Fix double delete crash during shutdown
AbandonedPublic

Authored by cullmann on Jun 25 2017, 12:35 PM.

Details

Reviewers
None
Group Reviewers
Frameworks
Summary

See:

https://bugs.kde.org/show_bug.cgi?id=380114

#6 0x00000000028c3780 in ?? ()
#7 0x00007fabbd75a4f6 in qDeleteAll<QList<Phonon::MediaObject*>::const_iterator> (end=..., begin=...) at /opt/local/include/qt5/QtCore/qalgorithms.h:320
#8 qDeleteAll<QList<Phonon::MediaObject*> > (c=...) at /opt/local/include/qt5/QtCore/qalgorithms.h:328
#9 NotifyByAudio::~NotifyByAudio (this=0x24ee390, __in_chrg=<optimized out>) at /opt/local/var/lnxports/build/_opt_local_site-ports_kf5_KF5-Frameworks/kf5-knotifications/work/knotifications-5.32.0/src/notifybyaudio.cpp:47

Avoid that there may be duplicated pointers in the reuse queue.

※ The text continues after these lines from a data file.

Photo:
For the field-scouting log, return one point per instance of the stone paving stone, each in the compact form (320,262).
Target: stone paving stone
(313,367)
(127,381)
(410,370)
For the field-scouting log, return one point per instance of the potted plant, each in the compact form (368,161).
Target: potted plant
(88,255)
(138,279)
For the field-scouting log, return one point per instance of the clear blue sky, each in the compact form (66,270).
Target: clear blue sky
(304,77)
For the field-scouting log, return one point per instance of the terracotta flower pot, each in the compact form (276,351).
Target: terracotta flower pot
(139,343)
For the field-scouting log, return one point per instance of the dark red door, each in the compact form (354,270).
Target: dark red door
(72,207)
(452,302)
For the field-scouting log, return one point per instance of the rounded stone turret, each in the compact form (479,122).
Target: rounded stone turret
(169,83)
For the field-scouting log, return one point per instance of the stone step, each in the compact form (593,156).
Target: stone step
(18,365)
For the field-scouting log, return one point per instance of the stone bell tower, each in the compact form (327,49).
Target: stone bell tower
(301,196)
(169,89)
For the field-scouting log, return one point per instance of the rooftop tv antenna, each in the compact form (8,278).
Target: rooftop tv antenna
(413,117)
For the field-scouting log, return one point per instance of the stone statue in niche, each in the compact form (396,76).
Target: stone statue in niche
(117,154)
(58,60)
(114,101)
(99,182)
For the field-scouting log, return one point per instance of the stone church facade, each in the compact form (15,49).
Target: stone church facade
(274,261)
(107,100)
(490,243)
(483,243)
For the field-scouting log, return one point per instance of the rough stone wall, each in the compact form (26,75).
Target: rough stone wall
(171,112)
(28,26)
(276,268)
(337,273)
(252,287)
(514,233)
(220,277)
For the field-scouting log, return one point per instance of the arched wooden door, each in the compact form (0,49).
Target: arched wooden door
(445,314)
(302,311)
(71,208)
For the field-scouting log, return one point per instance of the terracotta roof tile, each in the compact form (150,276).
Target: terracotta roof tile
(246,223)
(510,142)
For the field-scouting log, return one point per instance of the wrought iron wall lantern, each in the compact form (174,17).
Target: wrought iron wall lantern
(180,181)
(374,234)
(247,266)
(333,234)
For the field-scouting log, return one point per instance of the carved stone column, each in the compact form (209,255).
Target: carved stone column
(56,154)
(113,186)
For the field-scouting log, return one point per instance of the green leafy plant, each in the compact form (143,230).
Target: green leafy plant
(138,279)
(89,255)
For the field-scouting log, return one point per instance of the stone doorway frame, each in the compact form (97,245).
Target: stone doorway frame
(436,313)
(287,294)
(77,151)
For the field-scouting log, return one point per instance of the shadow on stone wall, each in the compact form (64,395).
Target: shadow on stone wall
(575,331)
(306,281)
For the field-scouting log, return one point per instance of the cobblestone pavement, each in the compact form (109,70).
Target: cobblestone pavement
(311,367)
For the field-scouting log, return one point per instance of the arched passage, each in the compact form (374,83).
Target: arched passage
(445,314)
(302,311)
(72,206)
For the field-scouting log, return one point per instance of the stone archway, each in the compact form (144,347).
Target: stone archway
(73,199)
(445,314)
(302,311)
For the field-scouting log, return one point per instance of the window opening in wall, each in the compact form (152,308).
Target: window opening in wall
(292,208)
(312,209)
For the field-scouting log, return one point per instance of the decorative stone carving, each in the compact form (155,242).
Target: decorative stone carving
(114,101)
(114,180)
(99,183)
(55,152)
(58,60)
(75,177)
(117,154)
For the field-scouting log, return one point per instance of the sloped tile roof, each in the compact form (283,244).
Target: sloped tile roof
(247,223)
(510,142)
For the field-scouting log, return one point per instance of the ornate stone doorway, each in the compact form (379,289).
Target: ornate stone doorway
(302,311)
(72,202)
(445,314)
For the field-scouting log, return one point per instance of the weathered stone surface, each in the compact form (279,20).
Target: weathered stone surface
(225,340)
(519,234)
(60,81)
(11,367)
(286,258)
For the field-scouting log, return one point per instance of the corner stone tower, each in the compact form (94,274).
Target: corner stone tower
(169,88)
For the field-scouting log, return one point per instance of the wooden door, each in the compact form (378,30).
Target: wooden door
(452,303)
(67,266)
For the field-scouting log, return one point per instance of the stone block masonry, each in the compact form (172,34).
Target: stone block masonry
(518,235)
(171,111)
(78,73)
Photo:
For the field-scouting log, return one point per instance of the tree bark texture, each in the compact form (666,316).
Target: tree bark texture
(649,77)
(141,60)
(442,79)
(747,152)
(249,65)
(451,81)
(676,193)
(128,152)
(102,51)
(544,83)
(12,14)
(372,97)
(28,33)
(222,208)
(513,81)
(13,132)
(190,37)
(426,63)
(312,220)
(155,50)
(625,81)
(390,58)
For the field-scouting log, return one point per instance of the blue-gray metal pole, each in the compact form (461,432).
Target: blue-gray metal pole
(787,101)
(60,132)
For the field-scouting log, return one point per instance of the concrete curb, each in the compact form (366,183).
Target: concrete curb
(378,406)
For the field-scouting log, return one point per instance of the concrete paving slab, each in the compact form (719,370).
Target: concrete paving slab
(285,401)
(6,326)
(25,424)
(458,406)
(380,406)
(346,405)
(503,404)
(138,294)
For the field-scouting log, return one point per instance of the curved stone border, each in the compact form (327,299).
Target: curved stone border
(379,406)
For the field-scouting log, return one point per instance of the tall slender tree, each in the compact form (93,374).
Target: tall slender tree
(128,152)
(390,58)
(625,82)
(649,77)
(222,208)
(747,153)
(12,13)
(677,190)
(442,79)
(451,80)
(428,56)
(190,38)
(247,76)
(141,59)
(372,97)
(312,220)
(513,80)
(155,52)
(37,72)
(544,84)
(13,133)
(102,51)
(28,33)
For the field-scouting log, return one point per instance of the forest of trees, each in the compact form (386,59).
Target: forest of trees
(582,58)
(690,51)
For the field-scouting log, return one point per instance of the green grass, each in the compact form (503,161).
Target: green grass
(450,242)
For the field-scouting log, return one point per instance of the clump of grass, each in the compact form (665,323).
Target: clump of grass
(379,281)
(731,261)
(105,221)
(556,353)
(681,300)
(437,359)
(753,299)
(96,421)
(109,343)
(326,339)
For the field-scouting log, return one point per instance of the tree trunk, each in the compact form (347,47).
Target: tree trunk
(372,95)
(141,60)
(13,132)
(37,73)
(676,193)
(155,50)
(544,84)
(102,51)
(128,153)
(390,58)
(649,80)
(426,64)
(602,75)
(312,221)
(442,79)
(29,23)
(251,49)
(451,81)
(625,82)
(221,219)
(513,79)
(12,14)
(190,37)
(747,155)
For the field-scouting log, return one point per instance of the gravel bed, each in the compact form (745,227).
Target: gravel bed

For notifications themself already a QHash is used, this set should avoid duplicate inserts.

The only way to get dupes IMHO is to have NotifyByAudio::close and NotifyByAudio::onAudioFinished race.

Can some of this signals be queued?

Test Plan

make && make test, thought that seems not to really test this "race".

Diff Detail

Repository
R289 KNotifications
Lint
Lint Skipped
Unit
Unit Tests Skipped
cullmann created this revision.Jun 25 2017, 12:35 PM
Restricted Application added a project: Frameworks. · View Herald TranscriptJun 25 2017, 12:35 PM
rjvbb added a subscriber: rjvbb.Jun 25 2017, 1:14 PM

A priori this should be fine, and it might even address the long standing bug by leaving more time for Phonon objects to "do their thing". It might be an idea though to include a qCDebug() probe that outputs the number of items left for auto-cleanup in m_reusablePhonons.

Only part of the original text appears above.